Francis never seemed surprised that he had come to us dressed as a girl. We pondered for hours over the French Sisters’ motives–did they think a girl would find a home more easily than a boy? Yet there had been boys in the group of orphans. Had they simply not noticed, been blinded by the beauty of his face, and dressed him in the clothes that seemed to suit it best? Francis himself didn’t offer an explanation, or express any shame; nor did he offer resistance when I made him some trousers and shirts and cut off his long hair.

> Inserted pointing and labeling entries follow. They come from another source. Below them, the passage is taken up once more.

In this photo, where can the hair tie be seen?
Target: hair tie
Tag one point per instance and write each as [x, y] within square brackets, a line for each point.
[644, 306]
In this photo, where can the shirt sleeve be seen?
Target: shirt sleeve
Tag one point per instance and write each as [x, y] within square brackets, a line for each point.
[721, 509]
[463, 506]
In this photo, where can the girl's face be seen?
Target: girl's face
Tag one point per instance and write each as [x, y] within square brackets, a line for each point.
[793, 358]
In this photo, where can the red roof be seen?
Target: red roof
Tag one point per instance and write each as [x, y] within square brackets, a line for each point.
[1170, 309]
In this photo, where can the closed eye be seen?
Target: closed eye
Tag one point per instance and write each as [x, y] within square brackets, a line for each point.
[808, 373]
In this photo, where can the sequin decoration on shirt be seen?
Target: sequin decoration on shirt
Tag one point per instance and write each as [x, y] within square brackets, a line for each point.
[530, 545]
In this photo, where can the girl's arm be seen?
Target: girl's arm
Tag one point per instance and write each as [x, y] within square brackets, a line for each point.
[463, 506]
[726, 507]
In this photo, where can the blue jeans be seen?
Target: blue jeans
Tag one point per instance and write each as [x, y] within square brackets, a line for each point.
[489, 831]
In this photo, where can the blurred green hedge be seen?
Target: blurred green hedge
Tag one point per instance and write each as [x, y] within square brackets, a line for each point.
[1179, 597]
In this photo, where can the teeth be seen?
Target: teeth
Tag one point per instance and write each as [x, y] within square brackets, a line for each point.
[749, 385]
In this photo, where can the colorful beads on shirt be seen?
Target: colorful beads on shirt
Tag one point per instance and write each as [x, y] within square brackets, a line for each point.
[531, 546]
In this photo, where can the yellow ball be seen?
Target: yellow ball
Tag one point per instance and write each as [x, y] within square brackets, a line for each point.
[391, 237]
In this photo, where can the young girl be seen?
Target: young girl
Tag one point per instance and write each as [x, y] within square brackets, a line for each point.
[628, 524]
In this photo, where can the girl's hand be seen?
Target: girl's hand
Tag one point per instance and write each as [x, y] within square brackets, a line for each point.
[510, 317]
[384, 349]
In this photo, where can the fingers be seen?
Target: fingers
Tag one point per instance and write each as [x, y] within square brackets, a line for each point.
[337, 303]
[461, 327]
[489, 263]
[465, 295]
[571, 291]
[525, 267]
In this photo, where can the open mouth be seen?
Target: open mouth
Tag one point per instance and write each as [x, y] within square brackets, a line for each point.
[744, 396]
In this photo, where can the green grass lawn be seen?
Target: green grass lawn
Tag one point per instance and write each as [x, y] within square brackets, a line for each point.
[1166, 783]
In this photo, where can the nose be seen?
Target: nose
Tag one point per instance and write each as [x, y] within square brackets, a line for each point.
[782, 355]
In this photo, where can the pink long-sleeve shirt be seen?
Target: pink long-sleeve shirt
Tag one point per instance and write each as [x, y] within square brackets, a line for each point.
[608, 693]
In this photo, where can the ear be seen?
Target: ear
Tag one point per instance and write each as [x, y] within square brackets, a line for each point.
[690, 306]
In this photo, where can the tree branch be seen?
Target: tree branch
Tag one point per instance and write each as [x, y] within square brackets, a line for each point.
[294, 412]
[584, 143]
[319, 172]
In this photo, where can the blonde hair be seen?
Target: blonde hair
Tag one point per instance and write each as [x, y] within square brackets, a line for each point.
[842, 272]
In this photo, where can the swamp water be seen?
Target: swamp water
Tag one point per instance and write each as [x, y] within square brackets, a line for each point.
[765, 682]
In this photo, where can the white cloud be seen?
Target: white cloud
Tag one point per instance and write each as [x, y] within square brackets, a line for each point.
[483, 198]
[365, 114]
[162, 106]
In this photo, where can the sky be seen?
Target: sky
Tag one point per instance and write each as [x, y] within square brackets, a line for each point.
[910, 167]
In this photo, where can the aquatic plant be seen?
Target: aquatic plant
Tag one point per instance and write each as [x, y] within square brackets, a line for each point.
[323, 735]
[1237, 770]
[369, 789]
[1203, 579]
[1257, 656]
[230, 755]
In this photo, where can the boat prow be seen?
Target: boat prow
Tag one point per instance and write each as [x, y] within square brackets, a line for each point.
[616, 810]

He thinks we never forgave him for it, but that’s not so with me. With my husband though, I’m not sure. A Highlander through and through, he doesn’t like to be made a fool of, and I don’t know that he ever recovered from the shock. It was all right when Francis was a child. He could be very funny, clowning and mimicking. But we all got older, and things changed, as they always seem to, for the worse. He grew into a youth who never seemed to fit with the others. I watched him try to be stoic and tough, to cultivate a foolhardy courage and that casual disrespect for danger that is common currency in the backwoods. To be a man you have to be brave and enduring, to make light of pain and hardship. Never complain. Never falter. I saw him fail. We should have lived in Toronto, or New York, then maybe it wouldn’t have mattered. But what pass for heroics in a softer world are daily chores here. He stopped trying to be like the others; he became surly and taciturn, no longer responded to affection, wouldn’t touch me.
Now he is seventeen. His Irish accent is quite gone, but in some ways he is as much a stranger as ever. He looks like the changeling he is; they say there is Spanish blood in some Irish, and to look at Francis you would believe it–he is as dark as Angus and I are fair. Ann Pretty once made a laboured joke that he had come to us from a plague, and had become our own personal plague. I was furious with her (she laughed at me, of course), but the words stuck and barge out of my memory whenever Francis is storming through the house, slamming doors and grunting as if he were barely able to speak. I have to remind myself of my own youth and bite my tongue. My husband is less tolerant. They can go for days on end without a good word passing between them.
That is why I was afraid to tell Angus that I have not seen Francis since the day before. Still, I resent him for not asking. Soon it will be morning and our son has not been home for forty-eight hours. He has done this before–he will go on solitary fishing trips that last for two or three days, and return, usually without fish and with barely a word about what he has done. I suspect that he hates to kill anything; the fishing is just a cloak for his desire to be alone.